The fifth largest global pharmaceutical deal for the year to date. You have to go a few rungs down the list of biggest deals for the year before you get to GSK’s proposal for HGS, according to data provided by Dealogic. There’s Bristol-Myers Squibb’s (NYSE:BMY) $7 billion acquisition offer for Amylin Pharmaceutical with its three diabetes drugs approved by the U.S. Food and Drug Administration.And there’s Watson Pharmaceuticals’ (NYSE:WPI) $5.9 billion agreement to buy Actavis, followed by the pharmacy benefit consolidation through SXC Health Solutions’ acquisition of Catalyst Health Solutions. And medical device company Hologic’s $3.9 billion offer for molecular diagnostics business Gen-Probe.
A good fit. The two companies have been collaborating productively for nearly 20 years. As Human Genome Sciences CEO H. Thomas Watkins put it:
“After a thorough analysis of strategic alternatives, HGS has determined that a combination with GSK is the best course of action for our company and the best way to maximize value for our stockholders. HGS has had a long and productive working relationship with GSK, and together we will be uniquely positioned to achieve the full potential of Benlysta and other products in our pipeline for the benefit of those battling serious disease around the world.
According to biotechnolgy analysts at Baird’s equity desk, the focus of the deal now shifts to the lupus drug Benlysta, approved by the FDA last year, the first new treatment for the disease in 50 years that is part of the two companies long-running collaboration. They looked at positive developments and some of the risks involved:
“Most of HGSI’s near- and long-term growth depends on Benlysta’s rapid market penetration in lupus. Should Benlysta not live up to analyst expectations, sentiment on this name could meaningfully deteriorate.”
“Our recent Benlysta survey work shows continued growth in physician trial, patient-share gains, no managed-care impediments and patient-driven demand still on the come. While the Benlysta launch has had its share of challenges, based on this feedback we continue to believe that a strong foundation is developing for an inflection point in 2012.”
In addition to Benlysta, GSK and HGS are also collaboration partners on a type 2 diabetes treatment, albiglutide, and a cardiovascular disease drug candidate, darapladib, both of which are in late-stage clinical trials.
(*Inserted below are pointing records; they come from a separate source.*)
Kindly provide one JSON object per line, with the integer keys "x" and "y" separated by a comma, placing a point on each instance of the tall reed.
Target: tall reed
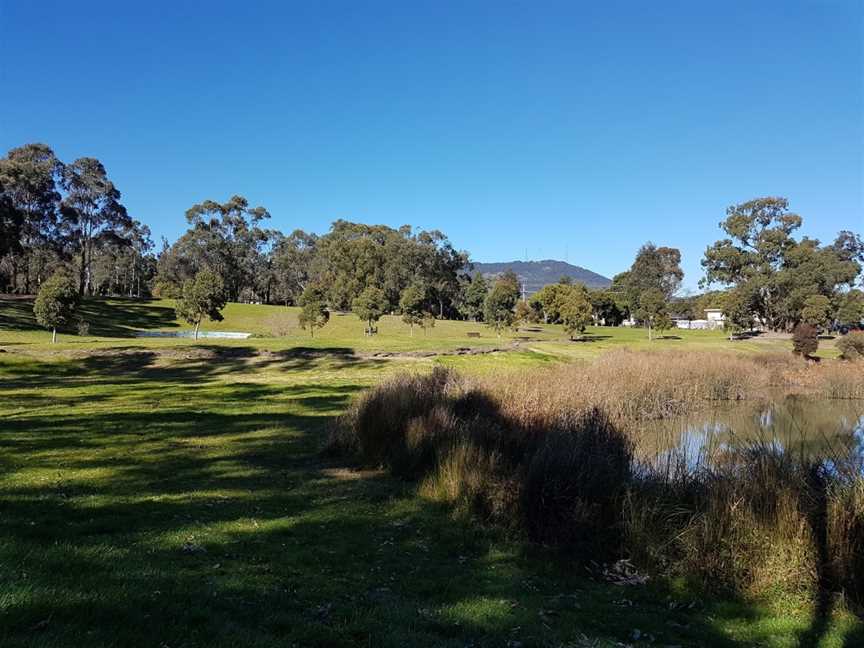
{"x": 550, "y": 454}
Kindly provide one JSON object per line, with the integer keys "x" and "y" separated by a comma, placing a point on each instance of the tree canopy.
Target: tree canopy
{"x": 56, "y": 302}
{"x": 203, "y": 296}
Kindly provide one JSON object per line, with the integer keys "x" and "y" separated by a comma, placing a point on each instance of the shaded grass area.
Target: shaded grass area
{"x": 180, "y": 500}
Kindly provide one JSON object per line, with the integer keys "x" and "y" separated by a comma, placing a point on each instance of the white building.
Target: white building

Unsurprising. Although analysts called it, negotiations took a couple of dramatic turns such as when Rockville, Maryland-based Human Genome Sciences’ board voted to adopt a poison pill option to reduce the value of the biotechnology firm’s shares for a year, a tactic used by companies to make themselves less attractive to would-be suitors. And yet, no other companies showed up to challenge GSK, noted Erik Gordon, a law professor at University of Michigan Ann Arbor told Businessweek.
“That happens if you are a drug development company whose future is tied too closely to a bigger company with whom you have done licensing deals.”
A distraction. Although it’s a great piece of news for the British pharmaceutical giant, which has been contending with some troubling legal issues with the announcement earlier this month that it agreed to plead guilty and pay a $3 billion settlement to resolve its criminal and civil liability from the company’s unlawful promotion of certain prescription drugs, its failure to report certain safety data, and its civil liability for alleged false price reporting practices.